May 17, 2015
The Inland Empire was obviously one of the areas hit hardest by the recession. But things are changing here, at least definitely in the industrial sector of commercial real estate, and that is reverberating throughout the rest of the economy.
Voit Real Estate Services points out that at the end of the first quarter, there was a significant 18.6 million square feet of industrial space under construction in the area. Additionally, about 22.1 million square feet was delivered during the first quarter. There is also 53 million square feet planned in the area.
Industrial vacancy in the Inland Empire was at 5.11 percent, a four basis-point decrease from the previous quarter. The triple-net lease rate was at 41 cents per square foot…nearly hitting the high point of 46 cents in 2008’s Q1.
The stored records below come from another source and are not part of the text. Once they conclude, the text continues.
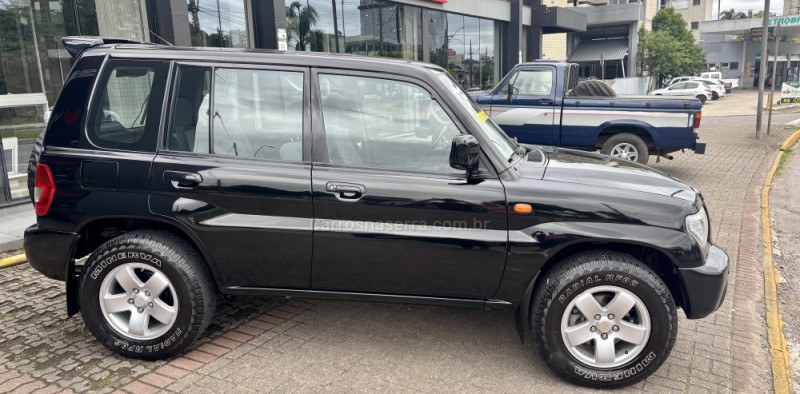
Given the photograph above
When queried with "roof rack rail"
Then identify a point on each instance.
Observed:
(77, 44)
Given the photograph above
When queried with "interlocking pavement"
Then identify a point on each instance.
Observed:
(276, 344)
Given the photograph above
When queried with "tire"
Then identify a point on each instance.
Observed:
(626, 146)
(602, 273)
(150, 324)
(702, 98)
(33, 161)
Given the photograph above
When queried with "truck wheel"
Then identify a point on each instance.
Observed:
(603, 319)
(626, 146)
(147, 295)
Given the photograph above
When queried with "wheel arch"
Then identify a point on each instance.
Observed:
(96, 232)
(640, 129)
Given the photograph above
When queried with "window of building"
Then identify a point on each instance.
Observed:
(372, 122)
(256, 113)
(221, 23)
(125, 115)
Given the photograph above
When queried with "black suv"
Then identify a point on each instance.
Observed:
(184, 173)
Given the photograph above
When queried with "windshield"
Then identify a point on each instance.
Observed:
(504, 144)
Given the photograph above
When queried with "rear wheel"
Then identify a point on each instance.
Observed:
(603, 320)
(626, 146)
(146, 294)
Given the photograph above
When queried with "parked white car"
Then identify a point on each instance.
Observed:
(689, 88)
(718, 75)
(716, 85)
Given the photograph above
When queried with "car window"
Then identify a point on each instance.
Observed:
(256, 113)
(190, 110)
(125, 115)
(535, 82)
(374, 122)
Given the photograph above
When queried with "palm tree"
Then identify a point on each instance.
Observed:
(731, 14)
(301, 21)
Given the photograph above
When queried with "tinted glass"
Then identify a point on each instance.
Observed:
(375, 122)
(125, 115)
(533, 82)
(257, 113)
(190, 110)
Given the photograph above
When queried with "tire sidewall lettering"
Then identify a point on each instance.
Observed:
(120, 256)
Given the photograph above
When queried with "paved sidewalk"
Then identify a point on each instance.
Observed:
(13, 222)
(274, 344)
(785, 206)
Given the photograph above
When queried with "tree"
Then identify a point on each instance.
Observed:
(301, 21)
(731, 14)
(669, 50)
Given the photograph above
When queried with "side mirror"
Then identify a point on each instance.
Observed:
(465, 153)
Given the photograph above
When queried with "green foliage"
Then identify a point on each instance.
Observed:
(731, 14)
(669, 50)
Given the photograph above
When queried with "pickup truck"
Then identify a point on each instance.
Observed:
(718, 75)
(543, 103)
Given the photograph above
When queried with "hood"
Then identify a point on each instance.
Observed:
(591, 169)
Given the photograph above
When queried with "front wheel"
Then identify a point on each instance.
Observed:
(626, 146)
(603, 320)
(146, 294)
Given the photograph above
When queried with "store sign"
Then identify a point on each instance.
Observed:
(789, 20)
(790, 93)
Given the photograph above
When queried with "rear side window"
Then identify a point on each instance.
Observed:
(126, 108)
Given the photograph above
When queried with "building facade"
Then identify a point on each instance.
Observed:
(477, 41)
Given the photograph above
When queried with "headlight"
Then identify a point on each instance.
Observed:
(697, 225)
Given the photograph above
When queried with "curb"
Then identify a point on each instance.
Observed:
(13, 260)
(777, 341)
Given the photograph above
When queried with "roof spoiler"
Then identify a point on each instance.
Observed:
(77, 44)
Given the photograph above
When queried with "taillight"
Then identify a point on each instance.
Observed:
(45, 189)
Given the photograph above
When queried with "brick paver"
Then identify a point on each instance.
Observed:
(274, 344)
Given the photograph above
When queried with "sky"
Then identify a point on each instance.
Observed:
(775, 6)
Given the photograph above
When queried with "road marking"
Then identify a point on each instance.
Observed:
(13, 260)
(777, 341)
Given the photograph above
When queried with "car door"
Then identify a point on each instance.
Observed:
(391, 216)
(531, 114)
(234, 171)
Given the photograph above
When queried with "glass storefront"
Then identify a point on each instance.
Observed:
(34, 66)
(218, 23)
(464, 45)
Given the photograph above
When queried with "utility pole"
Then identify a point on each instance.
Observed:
(335, 25)
(762, 68)
(774, 72)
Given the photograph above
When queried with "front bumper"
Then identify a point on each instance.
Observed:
(706, 285)
(48, 251)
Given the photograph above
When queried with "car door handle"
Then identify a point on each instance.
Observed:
(346, 191)
(183, 180)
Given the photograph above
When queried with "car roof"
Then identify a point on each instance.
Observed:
(258, 56)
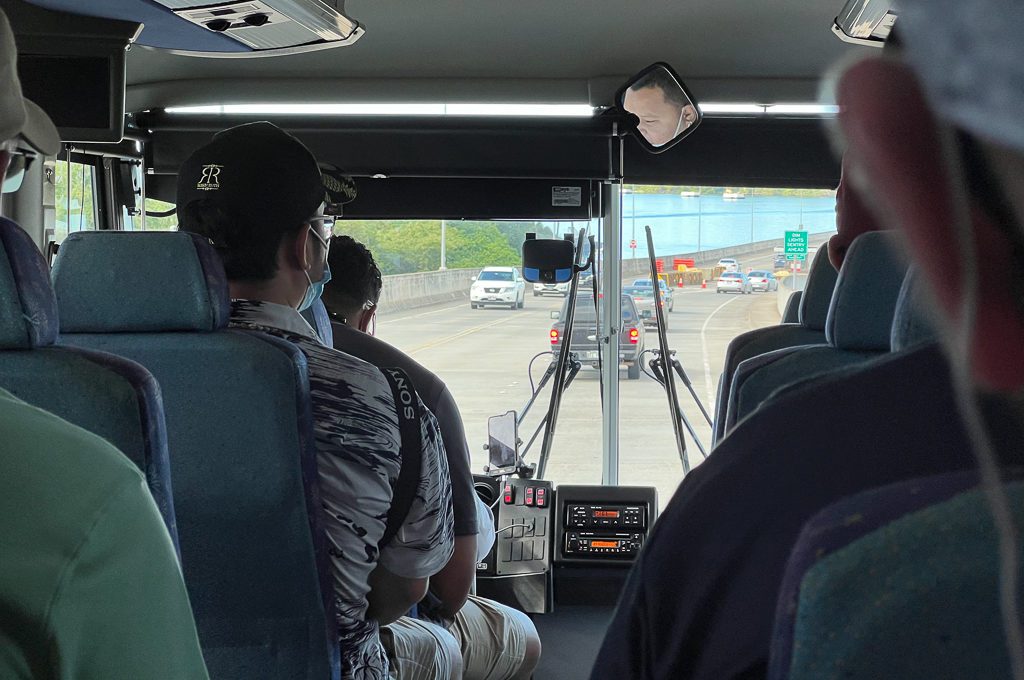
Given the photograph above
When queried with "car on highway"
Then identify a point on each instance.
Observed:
(643, 298)
(667, 295)
(762, 281)
(585, 342)
(729, 264)
(551, 289)
(500, 287)
(733, 282)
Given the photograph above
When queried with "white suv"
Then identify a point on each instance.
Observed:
(498, 286)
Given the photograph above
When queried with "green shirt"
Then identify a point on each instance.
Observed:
(89, 583)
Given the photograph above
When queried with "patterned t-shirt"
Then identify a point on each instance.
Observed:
(358, 459)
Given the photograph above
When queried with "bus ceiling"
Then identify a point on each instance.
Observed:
(735, 152)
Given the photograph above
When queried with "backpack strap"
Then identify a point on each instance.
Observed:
(408, 406)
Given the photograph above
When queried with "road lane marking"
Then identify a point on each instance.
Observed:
(461, 334)
(704, 348)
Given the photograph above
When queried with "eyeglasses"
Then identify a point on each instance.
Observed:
(327, 228)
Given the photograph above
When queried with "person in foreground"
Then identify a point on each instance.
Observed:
(257, 194)
(496, 641)
(89, 580)
(699, 601)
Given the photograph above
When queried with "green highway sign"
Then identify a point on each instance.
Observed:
(796, 244)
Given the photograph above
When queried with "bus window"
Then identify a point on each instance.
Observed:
(75, 199)
(482, 349)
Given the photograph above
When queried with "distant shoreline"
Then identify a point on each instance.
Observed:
(719, 190)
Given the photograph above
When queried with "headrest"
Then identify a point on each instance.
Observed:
(28, 308)
(852, 218)
(912, 324)
(860, 316)
(118, 282)
(817, 292)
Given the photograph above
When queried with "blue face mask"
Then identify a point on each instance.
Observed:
(315, 289)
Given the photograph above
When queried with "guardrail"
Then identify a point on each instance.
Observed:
(408, 291)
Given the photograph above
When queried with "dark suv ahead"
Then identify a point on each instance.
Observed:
(584, 344)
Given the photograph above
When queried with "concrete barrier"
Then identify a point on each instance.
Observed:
(407, 291)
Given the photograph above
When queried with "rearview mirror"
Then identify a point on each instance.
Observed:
(665, 111)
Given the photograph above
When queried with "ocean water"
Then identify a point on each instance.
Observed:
(689, 224)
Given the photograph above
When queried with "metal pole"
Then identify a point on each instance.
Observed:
(753, 199)
(612, 284)
(443, 239)
(699, 215)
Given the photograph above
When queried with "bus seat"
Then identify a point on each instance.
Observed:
(109, 395)
(858, 327)
(316, 316)
(791, 314)
(810, 329)
(240, 433)
(923, 551)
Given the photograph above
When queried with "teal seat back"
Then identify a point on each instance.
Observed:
(109, 395)
(240, 434)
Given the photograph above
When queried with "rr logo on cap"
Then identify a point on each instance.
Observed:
(210, 179)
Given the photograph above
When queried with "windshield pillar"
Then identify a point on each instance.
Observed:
(611, 313)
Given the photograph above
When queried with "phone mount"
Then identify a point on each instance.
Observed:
(503, 448)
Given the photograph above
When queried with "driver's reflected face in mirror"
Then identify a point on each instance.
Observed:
(662, 105)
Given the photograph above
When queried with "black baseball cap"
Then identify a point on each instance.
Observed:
(258, 174)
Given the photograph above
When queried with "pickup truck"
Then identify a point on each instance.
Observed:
(584, 343)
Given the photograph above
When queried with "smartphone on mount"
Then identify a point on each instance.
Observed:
(503, 443)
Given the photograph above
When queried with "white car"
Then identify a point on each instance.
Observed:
(551, 289)
(498, 286)
(733, 282)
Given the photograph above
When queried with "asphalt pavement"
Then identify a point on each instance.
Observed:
(482, 355)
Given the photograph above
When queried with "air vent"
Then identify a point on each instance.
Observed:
(270, 25)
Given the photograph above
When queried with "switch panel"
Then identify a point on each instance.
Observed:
(523, 522)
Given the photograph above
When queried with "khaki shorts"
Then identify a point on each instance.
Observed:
(493, 638)
(420, 650)
(489, 637)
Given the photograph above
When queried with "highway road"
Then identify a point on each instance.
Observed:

The take offered by JLL is similar. The commercial real estate services firm points to the many leasing transactions that have taken place in the area recently. Included in its report is Kumho Tires re-leased just over 841,000 square feet in Rancho Cucamonga. APL Logistics did nearly 715,000 square feet in Redlands. Act Fulfillment leased close to 607,000 square feet in Mira Loma.
On the buy/sell side, Realterm National purchased a facility in Bloomington for $58.2 million, UPS nabbed an asset for $46.7 million in Ontario and US Merchants also made a buy in Ontario for $15.8 million.